Zimbabwe plans to launch gold-backed digital currency to counter hyperinflation
This is the latest move by the bank to battle runaway inflation, a depreciating currency, and a dollarized economy, and it is coming amidst controversy in the country’s gold sector.
The Reserve Bank of Zimbabwe (RBZ) is set to introduce a Central Bank Digital Currency (CBDC) — backed by the country’s gold reserves — to present Zimbabweans with a means to store value in the face of a depreciating local currency.
- The introduction of the gold-backed CBDC is part of the RBZ’s move to stabilize its hyper-inflated local currency — the Zimbabwean Dollar (ZWL) — and provide an alternative store of value to Zimbabweans to hedge against the heavily dollarized economy, the Sunday Mail reported.
- The RBZ Governor, John Mangudya, said the digital tokens would be used so that people with low amounts of the local currency could also purchase units of gold.
- The digital gold tokens are expected to complement the Mosi-oa-Tunya gold coins, which the central bank released in July 2022 as it sought to rein in sky-high inflation rates.
- The Zimbabwean economy has now seen its annual inflation rate drop from 96.1% in July 2022 to 75.2% in April.
RBZ Governor John Mangudya, said:
“What we have noticed is that demand for foreign currency, apart from being driven by the need to import goods and services in Zimbabwe, is also viewed as a store of value … We are addressing the demand for a store of value by increasing the number of gold coins in the market so that we manage that demand.
“We shall soon be introducing digital tokens to ensure that those with low amounts of the local currency are able to purchase the gold units so that we leave no one and no place behind.”
- It is unclear where the gold-backed digital currency project fits in RBZ’s overall CBDC strategy.
- Earlier this year, the bank said its purported CBDC roadmap was progressing steadily.
- Reports citing Mangudya had earlier valued the country’s gold reserves at 350 kilograms (currently valued at $22,967,153), with a further 14% increase in gold production targeted this year.

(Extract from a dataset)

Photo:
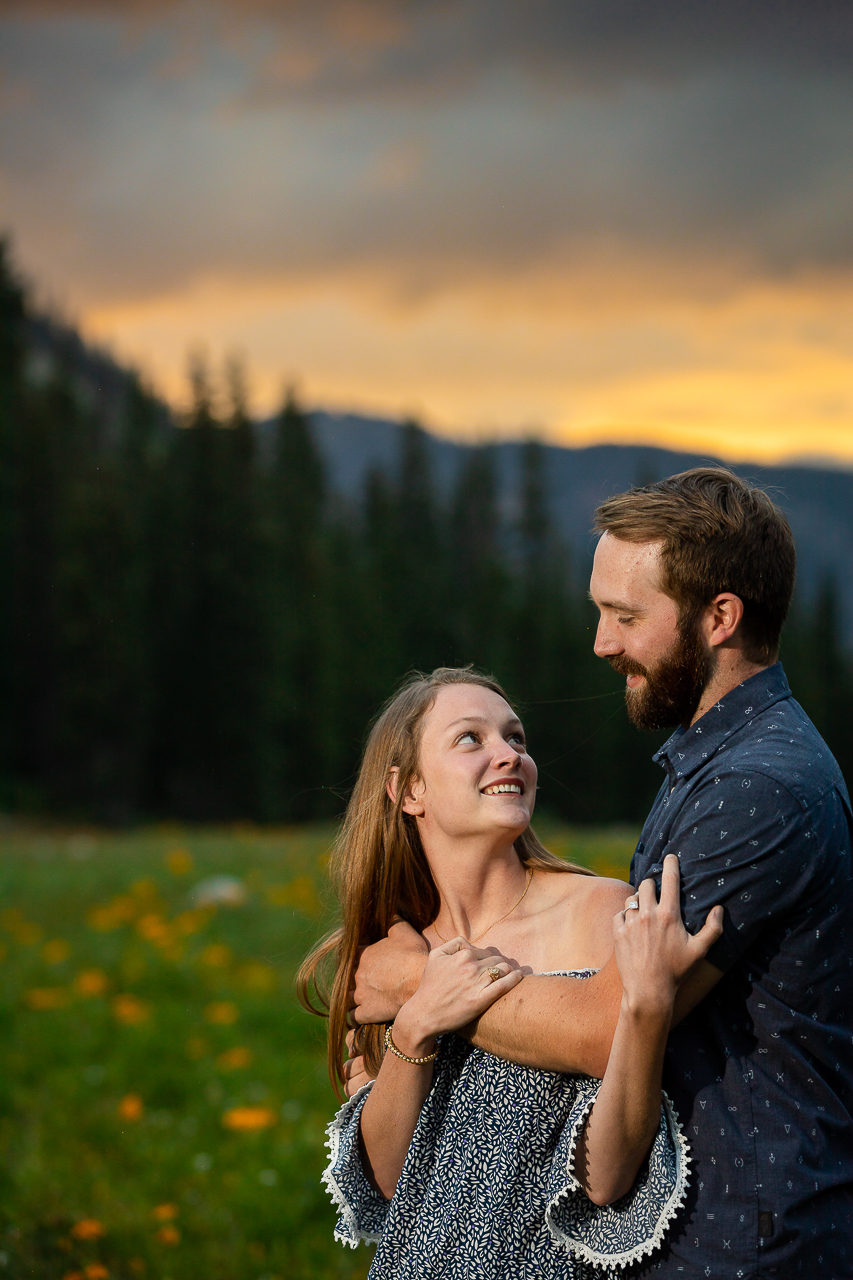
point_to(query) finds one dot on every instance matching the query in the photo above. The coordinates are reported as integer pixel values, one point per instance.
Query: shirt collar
(689, 748)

- A member of the bank’s Monetary Policy Committee, Persistence Gwanyanya, told Bloomberg that the country would need up to $100 million worth of gold in its reserves to peg the new CBDC to gold. He added that he expects the RBZ to bring a “respectable quantity” of gold to the table.
- It is worth noting that the Zimbabwean gold industry has recently been plagued with controversies revolving around smuggling and money laundering, with reports implicating several top government officials.
- International sanctions bordering on human rights issues slammed on the country have made it hard to legitimately exchange the abundant gold resource for the United States dollar (USD). Instead, the gold is smuggled out and sold to foreigners willing to launder several million dollars, the report alleged.
- The RBZ’s deputy governor, Innocent Matshe, cited by Bloomberg, said the bank was yet to finalize a date to roll out the gold-backed CBDC.
- Matshe said:
“It is a concept which is pretty straightforward; we tokenize the gold, we have the gold. Every time we issue a coin, it is backed by real gold. We are still finalizing the details, but most countries are asking us how we came up with that plan.”
- Mariblock recenty reported about how the Zimbabwean economy is heavily dollarized. Data suggests that 76% of expenditure in the country is settled in USD.
- This results from the local currency losing its character as a store of value to hyperinflation, birthing a widespread demand for foreign currencies, particularly the U.S. dollar.